The Securities and Exchange Board of India (SEBI) has suggested reintroducing open market share buybacks through stock exchanges. This move follows recent tax framework changes and aims to provide companies with an additional option under existing buyback rules. The method of repurchasing shares directly from the secondary market had been discontinued previously due to tax-related concerns.
SEBI highlighted that recent amendments in the Income Tax Act have addressed the previous taxation imbalance. With the revised rules, buyback proceeds will now be taxed as capital gains in the hands of shareholders. This adjustment aligns the tax treatment of buybacks with regular share market transactions, ensuring fairness for all investors.
The regulator emphasized that shifting the tax burden from companies to shareholders makes selling shares in the open market akin to participating in a buyback through the stock exchange.
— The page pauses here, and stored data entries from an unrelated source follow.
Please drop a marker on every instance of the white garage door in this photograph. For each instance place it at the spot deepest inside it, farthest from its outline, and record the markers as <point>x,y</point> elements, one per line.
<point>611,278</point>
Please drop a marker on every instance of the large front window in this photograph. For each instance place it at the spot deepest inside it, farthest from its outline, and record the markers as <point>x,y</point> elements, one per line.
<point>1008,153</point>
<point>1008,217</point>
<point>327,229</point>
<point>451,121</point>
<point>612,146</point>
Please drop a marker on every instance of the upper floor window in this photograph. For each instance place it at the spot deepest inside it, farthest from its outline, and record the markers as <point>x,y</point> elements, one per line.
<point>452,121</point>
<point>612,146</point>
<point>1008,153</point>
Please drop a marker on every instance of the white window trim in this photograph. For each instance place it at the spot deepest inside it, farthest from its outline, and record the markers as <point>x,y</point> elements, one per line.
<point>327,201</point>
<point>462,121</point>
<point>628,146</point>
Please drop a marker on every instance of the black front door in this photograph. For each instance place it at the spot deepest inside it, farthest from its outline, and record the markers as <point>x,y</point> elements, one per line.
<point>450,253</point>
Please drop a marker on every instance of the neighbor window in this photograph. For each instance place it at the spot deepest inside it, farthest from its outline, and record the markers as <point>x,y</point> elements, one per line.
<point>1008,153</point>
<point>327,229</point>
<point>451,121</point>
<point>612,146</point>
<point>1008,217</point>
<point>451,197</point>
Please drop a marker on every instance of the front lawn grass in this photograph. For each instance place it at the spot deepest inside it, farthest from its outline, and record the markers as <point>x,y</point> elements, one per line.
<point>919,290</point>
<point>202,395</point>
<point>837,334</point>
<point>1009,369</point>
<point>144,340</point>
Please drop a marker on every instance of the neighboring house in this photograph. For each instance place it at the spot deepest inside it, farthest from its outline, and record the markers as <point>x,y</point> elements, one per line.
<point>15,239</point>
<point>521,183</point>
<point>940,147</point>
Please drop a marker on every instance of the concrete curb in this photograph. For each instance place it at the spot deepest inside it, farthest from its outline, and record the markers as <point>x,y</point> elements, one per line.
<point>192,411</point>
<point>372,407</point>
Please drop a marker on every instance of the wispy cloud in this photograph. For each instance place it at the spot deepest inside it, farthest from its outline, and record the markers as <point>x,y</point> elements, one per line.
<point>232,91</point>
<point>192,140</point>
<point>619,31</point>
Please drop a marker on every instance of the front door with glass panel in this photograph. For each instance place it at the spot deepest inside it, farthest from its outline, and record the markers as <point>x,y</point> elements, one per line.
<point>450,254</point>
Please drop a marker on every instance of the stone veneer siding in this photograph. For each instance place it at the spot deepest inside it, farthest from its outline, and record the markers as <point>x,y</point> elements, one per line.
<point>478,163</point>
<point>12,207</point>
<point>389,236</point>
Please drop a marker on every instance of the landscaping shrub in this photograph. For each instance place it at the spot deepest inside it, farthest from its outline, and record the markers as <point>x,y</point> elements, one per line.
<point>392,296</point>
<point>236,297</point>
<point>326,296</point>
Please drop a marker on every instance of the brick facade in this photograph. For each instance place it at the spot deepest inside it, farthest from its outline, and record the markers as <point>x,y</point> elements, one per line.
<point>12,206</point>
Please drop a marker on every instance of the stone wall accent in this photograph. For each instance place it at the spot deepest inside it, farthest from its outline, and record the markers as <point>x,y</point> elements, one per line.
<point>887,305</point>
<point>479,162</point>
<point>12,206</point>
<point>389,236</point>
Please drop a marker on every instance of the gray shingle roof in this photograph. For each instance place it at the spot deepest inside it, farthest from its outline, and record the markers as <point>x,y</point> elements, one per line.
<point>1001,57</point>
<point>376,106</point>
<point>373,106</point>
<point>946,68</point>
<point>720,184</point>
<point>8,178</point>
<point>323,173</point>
This approach, commonly used in global markets, supports continuous price discovery and enhances liquidity.
Reintroducing open market buybacks, according to SEBI, would offer companies greater flexibility in capital management while maintaining equal treatment of public shareholders from a tax perspective. However, the proposal would be subject to appropriate regulations and compliance mechanisms.
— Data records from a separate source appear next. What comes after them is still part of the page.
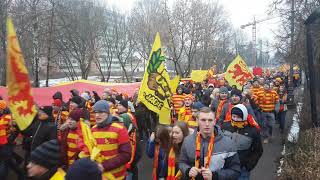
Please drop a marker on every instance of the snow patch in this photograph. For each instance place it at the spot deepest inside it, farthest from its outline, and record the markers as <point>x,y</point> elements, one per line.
<point>295,128</point>
<point>279,171</point>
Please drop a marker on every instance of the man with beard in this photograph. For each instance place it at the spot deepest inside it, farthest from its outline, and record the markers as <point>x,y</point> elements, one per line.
<point>217,104</point>
<point>245,137</point>
<point>113,140</point>
<point>177,101</point>
<point>130,123</point>
<point>207,153</point>
<point>236,96</point>
<point>185,113</point>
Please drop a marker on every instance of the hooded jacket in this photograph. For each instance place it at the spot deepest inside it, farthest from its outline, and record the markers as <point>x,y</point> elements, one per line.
<point>124,149</point>
<point>247,141</point>
<point>224,163</point>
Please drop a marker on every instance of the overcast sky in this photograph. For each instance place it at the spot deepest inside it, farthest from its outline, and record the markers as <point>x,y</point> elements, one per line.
<point>240,12</point>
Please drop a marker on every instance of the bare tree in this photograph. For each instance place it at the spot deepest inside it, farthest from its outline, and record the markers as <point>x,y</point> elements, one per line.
<point>79,33</point>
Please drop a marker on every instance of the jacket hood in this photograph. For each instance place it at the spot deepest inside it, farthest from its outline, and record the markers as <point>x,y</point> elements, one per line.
<point>57,95</point>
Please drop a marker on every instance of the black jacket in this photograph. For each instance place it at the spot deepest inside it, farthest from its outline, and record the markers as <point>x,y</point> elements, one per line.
<point>38,132</point>
<point>248,142</point>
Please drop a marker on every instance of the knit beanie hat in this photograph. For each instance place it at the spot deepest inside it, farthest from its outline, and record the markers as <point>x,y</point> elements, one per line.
<point>85,96</point>
<point>47,109</point>
<point>197,105</point>
<point>223,90</point>
<point>101,106</point>
<point>76,99</point>
<point>47,154</point>
<point>76,114</point>
<point>57,102</point>
<point>241,111</point>
<point>236,92</point>
<point>3,104</point>
<point>84,169</point>
<point>124,103</point>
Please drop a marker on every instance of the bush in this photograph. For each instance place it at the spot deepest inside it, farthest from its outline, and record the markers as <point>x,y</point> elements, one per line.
<point>303,160</point>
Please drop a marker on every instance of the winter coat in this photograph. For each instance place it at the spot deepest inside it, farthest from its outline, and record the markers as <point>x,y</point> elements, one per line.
<point>248,142</point>
<point>162,170</point>
<point>37,133</point>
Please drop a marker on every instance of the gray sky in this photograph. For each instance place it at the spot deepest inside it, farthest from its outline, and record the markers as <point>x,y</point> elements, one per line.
<point>240,12</point>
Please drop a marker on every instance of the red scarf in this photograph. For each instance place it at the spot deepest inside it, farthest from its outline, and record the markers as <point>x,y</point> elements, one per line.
<point>172,167</point>
<point>219,108</point>
<point>198,151</point>
<point>155,161</point>
<point>133,143</point>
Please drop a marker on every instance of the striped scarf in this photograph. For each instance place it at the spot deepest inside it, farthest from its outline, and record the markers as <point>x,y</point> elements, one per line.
<point>219,108</point>
<point>198,151</point>
<point>155,161</point>
<point>172,167</point>
<point>133,143</point>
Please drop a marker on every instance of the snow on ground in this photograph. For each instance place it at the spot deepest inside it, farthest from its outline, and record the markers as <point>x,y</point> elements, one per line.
<point>295,128</point>
<point>279,171</point>
<point>293,133</point>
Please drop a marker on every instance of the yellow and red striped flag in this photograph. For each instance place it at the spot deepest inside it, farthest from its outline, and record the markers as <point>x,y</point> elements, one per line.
<point>20,98</point>
<point>238,72</point>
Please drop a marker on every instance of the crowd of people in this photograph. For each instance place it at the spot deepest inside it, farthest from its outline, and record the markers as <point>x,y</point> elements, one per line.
<point>217,132</point>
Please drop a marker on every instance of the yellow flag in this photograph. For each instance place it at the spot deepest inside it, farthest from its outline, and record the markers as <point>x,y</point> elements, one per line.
<point>20,98</point>
<point>199,75</point>
<point>155,91</point>
<point>238,72</point>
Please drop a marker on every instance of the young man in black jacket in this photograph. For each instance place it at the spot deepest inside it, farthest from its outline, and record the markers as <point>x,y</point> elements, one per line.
<point>245,137</point>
Industry bodies such as the Federation of Indian Chambers of Commerce and Industry and the Association of Investment Bankers of India have advocated for open market buybacks. They argue that this method, widely employed globally, helps companies stabilize their share prices efficiently. If implemented, this initiative could signify a significant change in India’s capital market regulations, providing companies with an additional avenue to distribute cash to shareholders and enhancing overall market efficiency.